EDIT2: yeah Im getting a gpu hang issue,

Jan 14 20:01:05 quackdock kernel: i915 0000:0d:00.0: [drm] GPU HANG: ecode 12:10:85def5fa, in vspipe [422566]
Jan 14 20:01:05 quackdock kernel: i915 0000:0d:00.0: [drm] vspipe[422566] context reset due to GPU hang
Jan 14 20:01:17 quackdock kernel: Fence expiration time out i915-0000:0d:00.0:vspipe[422601]:4!
WolframRhodium commented 5 months ago

Thanks for the information.

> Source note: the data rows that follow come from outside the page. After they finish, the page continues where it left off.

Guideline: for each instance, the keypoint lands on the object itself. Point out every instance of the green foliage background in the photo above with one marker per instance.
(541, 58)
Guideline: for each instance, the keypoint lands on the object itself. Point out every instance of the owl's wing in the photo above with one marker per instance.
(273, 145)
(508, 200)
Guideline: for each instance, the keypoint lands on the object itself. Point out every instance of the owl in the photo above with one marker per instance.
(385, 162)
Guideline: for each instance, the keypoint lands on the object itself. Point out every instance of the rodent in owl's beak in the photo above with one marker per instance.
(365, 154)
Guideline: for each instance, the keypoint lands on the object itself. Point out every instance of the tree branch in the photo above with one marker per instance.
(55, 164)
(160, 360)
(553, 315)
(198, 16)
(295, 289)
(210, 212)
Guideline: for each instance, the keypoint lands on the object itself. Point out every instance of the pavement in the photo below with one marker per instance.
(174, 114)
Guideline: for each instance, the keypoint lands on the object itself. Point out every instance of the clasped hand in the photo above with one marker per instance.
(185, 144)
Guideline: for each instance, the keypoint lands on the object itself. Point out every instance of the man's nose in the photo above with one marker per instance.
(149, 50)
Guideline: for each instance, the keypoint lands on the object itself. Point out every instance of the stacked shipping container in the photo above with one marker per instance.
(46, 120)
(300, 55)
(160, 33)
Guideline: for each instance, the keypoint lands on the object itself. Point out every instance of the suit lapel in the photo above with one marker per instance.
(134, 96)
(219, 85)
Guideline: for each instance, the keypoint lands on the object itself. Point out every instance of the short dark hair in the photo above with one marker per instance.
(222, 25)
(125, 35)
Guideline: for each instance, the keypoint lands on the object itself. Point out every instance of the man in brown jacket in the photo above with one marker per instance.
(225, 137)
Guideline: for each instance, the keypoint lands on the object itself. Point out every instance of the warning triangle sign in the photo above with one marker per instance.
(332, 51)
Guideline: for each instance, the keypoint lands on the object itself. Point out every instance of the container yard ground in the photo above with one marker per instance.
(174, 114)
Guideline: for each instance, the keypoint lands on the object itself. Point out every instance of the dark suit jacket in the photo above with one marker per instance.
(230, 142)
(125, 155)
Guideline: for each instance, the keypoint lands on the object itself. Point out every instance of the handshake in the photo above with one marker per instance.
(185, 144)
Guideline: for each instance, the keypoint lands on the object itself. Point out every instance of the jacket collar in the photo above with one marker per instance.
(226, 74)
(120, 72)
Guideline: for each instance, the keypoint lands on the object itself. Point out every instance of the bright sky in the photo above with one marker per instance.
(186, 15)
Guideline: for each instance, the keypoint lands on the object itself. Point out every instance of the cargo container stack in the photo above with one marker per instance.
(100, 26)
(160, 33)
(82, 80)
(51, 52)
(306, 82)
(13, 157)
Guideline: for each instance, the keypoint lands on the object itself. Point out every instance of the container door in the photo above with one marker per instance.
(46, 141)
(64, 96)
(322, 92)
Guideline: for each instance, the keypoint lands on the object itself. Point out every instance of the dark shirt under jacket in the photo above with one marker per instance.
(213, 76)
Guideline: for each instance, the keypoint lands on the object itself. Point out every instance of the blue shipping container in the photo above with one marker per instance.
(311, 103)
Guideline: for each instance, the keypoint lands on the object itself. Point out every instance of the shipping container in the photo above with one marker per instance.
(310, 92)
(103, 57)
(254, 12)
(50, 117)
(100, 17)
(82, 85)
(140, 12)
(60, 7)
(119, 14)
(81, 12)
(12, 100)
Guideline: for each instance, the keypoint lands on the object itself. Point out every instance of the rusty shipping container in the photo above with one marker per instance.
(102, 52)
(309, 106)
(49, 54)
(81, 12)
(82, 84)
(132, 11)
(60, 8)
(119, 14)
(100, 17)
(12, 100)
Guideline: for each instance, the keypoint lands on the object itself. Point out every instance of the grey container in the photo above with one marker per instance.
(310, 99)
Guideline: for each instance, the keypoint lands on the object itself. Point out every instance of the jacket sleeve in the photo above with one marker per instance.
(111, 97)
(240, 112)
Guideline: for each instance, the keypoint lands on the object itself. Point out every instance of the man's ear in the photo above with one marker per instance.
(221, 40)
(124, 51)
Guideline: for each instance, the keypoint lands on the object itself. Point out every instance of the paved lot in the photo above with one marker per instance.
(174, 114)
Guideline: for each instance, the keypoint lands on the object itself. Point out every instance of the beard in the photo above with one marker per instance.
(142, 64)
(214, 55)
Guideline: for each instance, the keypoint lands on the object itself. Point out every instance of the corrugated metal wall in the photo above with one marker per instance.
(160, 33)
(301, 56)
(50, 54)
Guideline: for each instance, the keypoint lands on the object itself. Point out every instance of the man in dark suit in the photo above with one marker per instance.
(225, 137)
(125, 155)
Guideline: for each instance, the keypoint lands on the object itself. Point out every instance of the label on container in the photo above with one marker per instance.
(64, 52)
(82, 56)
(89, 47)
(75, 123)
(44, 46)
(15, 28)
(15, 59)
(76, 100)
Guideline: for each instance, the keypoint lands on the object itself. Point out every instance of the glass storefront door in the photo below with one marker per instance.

Could you try disabling hangcheck?

Quackdoc commented 5 months ago

Im getting the exact same thing even with it

su -c 'cat /sys/module/i915/parameters/enable_hangcheck'
N

sudo dmesg | tail -n 5
[sudo] password for quack: 
[   26.543795] Bluetooth: RFCOMM socket layer initialized
[   26.543805] Bluetooth: RFCOMM ver 1.11
[  100.442737] i915 0000:0d:00.0: [drm] GPU HANG: ecode 12:10:85def5fa, in vspipe [4183]
[  100.442748] i915 0000:0d:00.0: [drm] vspipe[4183] context reset due to GPU hang
[  111.905473] Fence expiration time out i915-0000:0d:00.0:vspipe[4197]:4!
WolframRhodium commented 5 months ago

What about tuning i915.request_timeout_ms?

The Allow Long-running GPU Kernels section on page 7 in this pdf may be relevant.

Quackdoc commented 5 months ago

setting i915.request_timeout_ms=900000 did let it run longer but it still crashed out in the end disabling preemption timeout and setting heartbeat interval caused my computer to hard lock, despite intel only driving a single display, and it not being the primary render device.

WolframRhodium commented 5 months ago

Thanks. In the end it may require manual tiling to work on these gpus at present.